Thursday, January 28, 2010

Interrupting Thread Execution

In one of my programming classes, we had to write a multi-threaded chat server that could accept an arbitrary number of clients and transmit messages from one to another. We knew little about concurrency at the time, so we didn't know how to stop a thread from executing. Because we were young and aspiring students that were motivated to get a project done by a certain deadline, we went where we always go when looking for an answer... Google (and the professor)!

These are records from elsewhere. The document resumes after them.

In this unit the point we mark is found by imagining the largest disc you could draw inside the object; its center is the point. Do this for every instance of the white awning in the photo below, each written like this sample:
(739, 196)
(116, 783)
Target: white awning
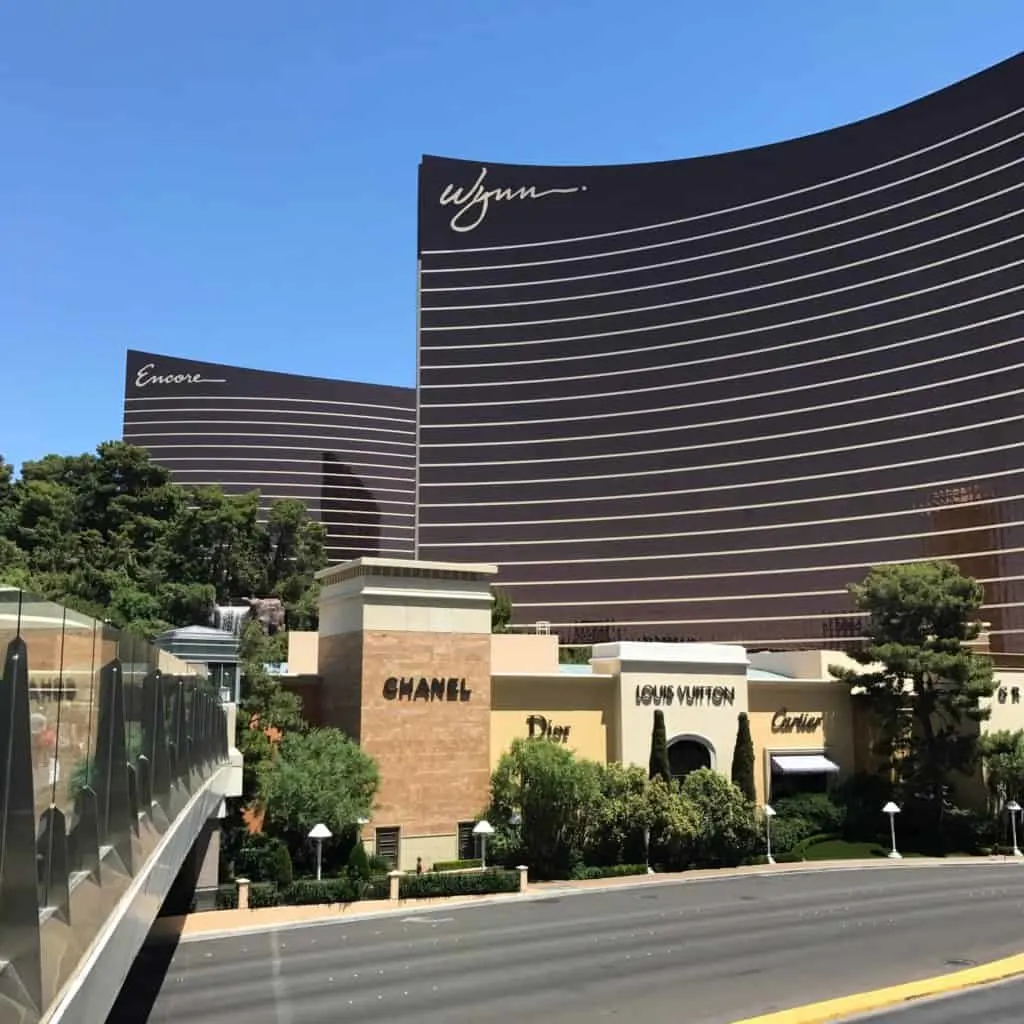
(804, 764)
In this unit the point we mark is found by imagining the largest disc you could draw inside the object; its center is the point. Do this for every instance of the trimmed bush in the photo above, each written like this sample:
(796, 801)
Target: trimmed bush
(823, 814)
(478, 884)
(610, 871)
(456, 865)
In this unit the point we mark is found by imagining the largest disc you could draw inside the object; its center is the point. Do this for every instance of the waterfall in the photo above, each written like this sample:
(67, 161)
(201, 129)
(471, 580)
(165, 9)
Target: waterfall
(230, 617)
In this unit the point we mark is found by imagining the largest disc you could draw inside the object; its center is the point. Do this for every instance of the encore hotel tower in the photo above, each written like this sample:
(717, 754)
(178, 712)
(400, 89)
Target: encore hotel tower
(695, 399)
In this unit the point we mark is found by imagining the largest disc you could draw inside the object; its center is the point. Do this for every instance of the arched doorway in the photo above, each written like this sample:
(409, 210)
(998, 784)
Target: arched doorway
(687, 754)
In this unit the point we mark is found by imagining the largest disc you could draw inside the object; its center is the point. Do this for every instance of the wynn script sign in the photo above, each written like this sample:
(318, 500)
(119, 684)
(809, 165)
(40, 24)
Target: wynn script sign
(473, 203)
(147, 375)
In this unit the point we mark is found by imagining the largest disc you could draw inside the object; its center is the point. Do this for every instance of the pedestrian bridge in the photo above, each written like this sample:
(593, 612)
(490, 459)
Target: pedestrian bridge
(114, 758)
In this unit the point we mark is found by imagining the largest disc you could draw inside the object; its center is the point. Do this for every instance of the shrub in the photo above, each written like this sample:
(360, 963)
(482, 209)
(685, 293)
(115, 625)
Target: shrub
(432, 885)
(308, 891)
(610, 871)
(281, 865)
(823, 814)
(456, 865)
(259, 859)
(727, 832)
(263, 894)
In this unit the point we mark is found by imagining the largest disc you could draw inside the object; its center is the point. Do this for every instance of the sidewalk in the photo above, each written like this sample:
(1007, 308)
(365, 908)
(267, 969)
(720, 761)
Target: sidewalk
(224, 923)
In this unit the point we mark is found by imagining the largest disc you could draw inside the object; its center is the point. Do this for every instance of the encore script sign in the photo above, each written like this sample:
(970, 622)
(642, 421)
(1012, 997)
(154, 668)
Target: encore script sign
(452, 690)
(473, 203)
(690, 695)
(146, 375)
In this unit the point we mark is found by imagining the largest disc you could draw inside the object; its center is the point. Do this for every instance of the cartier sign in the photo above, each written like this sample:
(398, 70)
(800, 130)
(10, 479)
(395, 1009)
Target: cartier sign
(711, 695)
(449, 689)
(783, 722)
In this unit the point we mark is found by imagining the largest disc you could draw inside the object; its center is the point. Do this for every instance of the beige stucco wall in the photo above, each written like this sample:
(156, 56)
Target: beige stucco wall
(302, 652)
(581, 705)
(715, 669)
(523, 653)
(828, 726)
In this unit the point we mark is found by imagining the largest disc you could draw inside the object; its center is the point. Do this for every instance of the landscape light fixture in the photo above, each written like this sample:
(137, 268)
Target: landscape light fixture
(769, 814)
(1014, 807)
(317, 834)
(892, 810)
(483, 829)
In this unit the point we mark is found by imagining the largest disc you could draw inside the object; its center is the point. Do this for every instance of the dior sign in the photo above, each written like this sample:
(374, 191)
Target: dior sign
(717, 696)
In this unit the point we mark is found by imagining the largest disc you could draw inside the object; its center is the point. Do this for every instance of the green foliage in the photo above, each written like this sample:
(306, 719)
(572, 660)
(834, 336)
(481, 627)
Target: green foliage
(557, 797)
(456, 865)
(110, 535)
(318, 776)
(1003, 756)
(658, 766)
(922, 680)
(431, 884)
(609, 871)
(742, 759)
(818, 809)
(726, 828)
(501, 611)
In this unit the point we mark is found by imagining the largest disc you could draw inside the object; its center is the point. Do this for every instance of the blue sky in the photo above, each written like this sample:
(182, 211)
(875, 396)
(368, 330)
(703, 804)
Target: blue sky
(236, 181)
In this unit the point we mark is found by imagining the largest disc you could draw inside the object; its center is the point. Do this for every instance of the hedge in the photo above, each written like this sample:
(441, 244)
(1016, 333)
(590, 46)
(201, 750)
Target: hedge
(609, 871)
(433, 884)
(457, 865)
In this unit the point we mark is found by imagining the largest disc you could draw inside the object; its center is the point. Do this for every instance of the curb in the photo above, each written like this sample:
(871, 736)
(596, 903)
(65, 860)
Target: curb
(848, 1007)
(553, 891)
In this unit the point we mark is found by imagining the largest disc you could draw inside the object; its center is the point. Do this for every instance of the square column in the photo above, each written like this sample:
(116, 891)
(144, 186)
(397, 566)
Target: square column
(404, 663)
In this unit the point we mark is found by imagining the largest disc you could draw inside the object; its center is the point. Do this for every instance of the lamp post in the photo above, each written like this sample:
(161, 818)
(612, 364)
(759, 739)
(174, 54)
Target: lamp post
(892, 810)
(483, 829)
(769, 814)
(317, 834)
(1014, 807)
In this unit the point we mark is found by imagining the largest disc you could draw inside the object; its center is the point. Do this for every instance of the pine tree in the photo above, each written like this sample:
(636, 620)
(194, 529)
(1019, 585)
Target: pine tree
(742, 759)
(659, 766)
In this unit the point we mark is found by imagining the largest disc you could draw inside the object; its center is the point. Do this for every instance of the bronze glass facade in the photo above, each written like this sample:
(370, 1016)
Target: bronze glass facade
(694, 399)
(346, 450)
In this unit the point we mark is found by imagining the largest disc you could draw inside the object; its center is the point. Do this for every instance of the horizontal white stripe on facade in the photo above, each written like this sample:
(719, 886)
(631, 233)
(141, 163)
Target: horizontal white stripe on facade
(717, 530)
(274, 399)
(824, 271)
(945, 456)
(274, 423)
(788, 570)
(735, 441)
(791, 412)
(806, 189)
(780, 368)
(775, 240)
(463, 523)
(734, 313)
(816, 453)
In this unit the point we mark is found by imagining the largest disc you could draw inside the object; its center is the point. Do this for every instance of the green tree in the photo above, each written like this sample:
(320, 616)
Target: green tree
(921, 678)
(557, 797)
(726, 830)
(742, 759)
(318, 776)
(659, 766)
(1003, 756)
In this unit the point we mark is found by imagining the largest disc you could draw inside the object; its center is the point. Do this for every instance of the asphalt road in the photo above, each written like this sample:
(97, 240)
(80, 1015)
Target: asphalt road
(1003, 1004)
(707, 952)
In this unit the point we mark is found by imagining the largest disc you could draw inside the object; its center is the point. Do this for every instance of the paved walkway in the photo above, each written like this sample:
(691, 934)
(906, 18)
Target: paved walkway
(218, 922)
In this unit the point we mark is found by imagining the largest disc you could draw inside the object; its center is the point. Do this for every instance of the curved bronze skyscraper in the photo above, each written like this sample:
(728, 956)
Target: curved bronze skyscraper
(696, 398)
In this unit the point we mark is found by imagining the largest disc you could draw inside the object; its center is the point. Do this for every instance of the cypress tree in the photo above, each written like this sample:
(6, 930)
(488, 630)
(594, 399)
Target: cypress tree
(659, 750)
(742, 759)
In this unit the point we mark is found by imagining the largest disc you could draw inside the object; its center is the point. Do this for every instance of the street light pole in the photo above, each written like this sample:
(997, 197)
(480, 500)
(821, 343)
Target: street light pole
(769, 814)
(892, 810)
(1014, 807)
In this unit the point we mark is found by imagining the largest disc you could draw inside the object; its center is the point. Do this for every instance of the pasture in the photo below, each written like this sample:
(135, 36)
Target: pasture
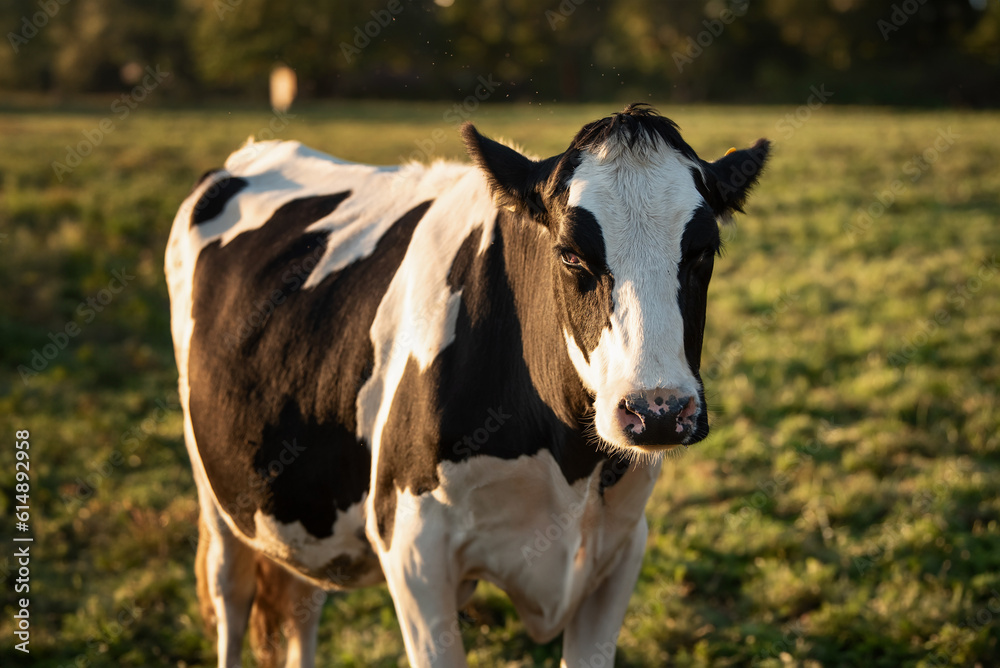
(844, 511)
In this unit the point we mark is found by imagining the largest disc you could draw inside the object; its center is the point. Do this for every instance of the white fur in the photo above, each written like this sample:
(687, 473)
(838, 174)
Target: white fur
(463, 530)
(642, 200)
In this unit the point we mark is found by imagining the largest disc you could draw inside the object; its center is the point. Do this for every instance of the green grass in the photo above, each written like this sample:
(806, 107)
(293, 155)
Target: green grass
(844, 511)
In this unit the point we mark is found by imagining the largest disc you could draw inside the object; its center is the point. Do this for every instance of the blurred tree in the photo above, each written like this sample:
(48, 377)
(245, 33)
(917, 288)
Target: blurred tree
(873, 51)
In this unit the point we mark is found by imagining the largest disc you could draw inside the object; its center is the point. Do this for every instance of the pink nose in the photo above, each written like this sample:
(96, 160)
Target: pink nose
(658, 417)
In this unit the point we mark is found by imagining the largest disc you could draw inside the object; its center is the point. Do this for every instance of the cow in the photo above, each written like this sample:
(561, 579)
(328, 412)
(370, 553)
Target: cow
(432, 375)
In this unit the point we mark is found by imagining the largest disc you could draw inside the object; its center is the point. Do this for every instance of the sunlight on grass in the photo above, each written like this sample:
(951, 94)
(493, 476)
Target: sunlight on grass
(844, 511)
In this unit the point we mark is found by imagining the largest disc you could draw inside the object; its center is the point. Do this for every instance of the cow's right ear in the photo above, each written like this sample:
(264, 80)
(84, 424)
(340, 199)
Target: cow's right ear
(516, 181)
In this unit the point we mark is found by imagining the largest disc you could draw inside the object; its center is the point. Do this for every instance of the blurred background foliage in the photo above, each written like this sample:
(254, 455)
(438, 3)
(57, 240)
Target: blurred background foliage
(916, 52)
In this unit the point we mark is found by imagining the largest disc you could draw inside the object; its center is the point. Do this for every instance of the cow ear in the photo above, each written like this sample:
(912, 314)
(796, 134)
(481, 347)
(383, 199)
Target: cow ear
(729, 180)
(516, 181)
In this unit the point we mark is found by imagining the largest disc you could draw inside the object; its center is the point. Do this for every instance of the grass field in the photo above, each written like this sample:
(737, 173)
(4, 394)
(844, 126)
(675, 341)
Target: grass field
(843, 513)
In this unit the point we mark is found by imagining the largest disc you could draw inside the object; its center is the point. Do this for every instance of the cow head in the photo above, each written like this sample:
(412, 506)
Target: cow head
(631, 213)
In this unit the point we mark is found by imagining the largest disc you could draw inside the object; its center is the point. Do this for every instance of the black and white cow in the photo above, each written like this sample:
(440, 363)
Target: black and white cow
(414, 373)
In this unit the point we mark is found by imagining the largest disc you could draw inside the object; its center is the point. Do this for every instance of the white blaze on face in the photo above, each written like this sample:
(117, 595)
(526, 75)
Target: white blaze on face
(642, 200)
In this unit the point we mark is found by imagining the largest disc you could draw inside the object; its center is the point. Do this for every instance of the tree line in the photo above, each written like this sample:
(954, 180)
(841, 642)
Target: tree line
(923, 52)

This is basically what we found from many different sites, forums, and blog posts (I think my professor agreed/told us to do it this way too):

http://www.roseindia.net/javatutorials/shutting_down_threads_cleanly.shtml

While this will work, this is not the proper or best way to stop a thread and can cause problems with responsiveness, liveness, deadlocks, etc as we will see in later posts. So here is the general idea of the bad example:

package org.tiki.threadexamples;


public class BadThreadStopExample extends Thread {

 private boolean continueRunning = true;

 public void run() {
 
  while ( continueRunning ) {
   
   // Do stuff
   System.out.println( "Bad thread is doing its thing." );
  }
 }
 
 public void cancel() {
  
  continueRunning = false;
 }
 
 public static void main( String[] args ) {
  
  BadThreadStopExample thread = new BadThreadStopExample();
  thread.start();
  
  // Do stuff
  
  thread.cancel();
 }
}

So what is the correct way of handling these things? I'm glad you asked. I've recently been reading the book Java Concurrency in Practice by Brian Goetz and I highly recommend it. After reading a few chapters, it boggles my mind as to why there are so many examples on the internet that follow the above paradigm. I am guilty of writing similar code in most of my multithreaded programs, so if you've done this, you're not alone. I have been enlightened on how this should be written (thank you Brian Goetz)... the thread interruption methods!

public void interrupt()

public boolean isInterrupted()

public static boolean interrupted()

Using these methods, we can change the above code into this:

package org.tiki.threadexamples;


public class GoodThreadStopExample extends Thread {

 public void run() {
  
  while ( !Thread.currentThread().isInterrupted() ) {
   
   // Do stuff
   System.out.println( "Good thread is doing its thing." );
  }
 }
 
 public void cancel() {
  
  interrupt();
 }
 
 public static void main( String[] args ) {
  
  GoodThreadStopExample thread = new GoodThreadStopExample();
  thread.start();
  
  // Do stuff
  
  thread.cancel();
 }
}

So this code now sends an interrupt message to the thread, and the while loop now checks that message instead of defining your own variable. However, if blocking functions are in the loop, such as serverSocket.accept() or in.readLine(), the thread may not behave as you think it would. Interrupt methods don't always cause blocking functions to stop what they are doing. How to handle these cases is a bit different and what you do to handle them can depend on the situation and the requirements of the program... So that is for another post.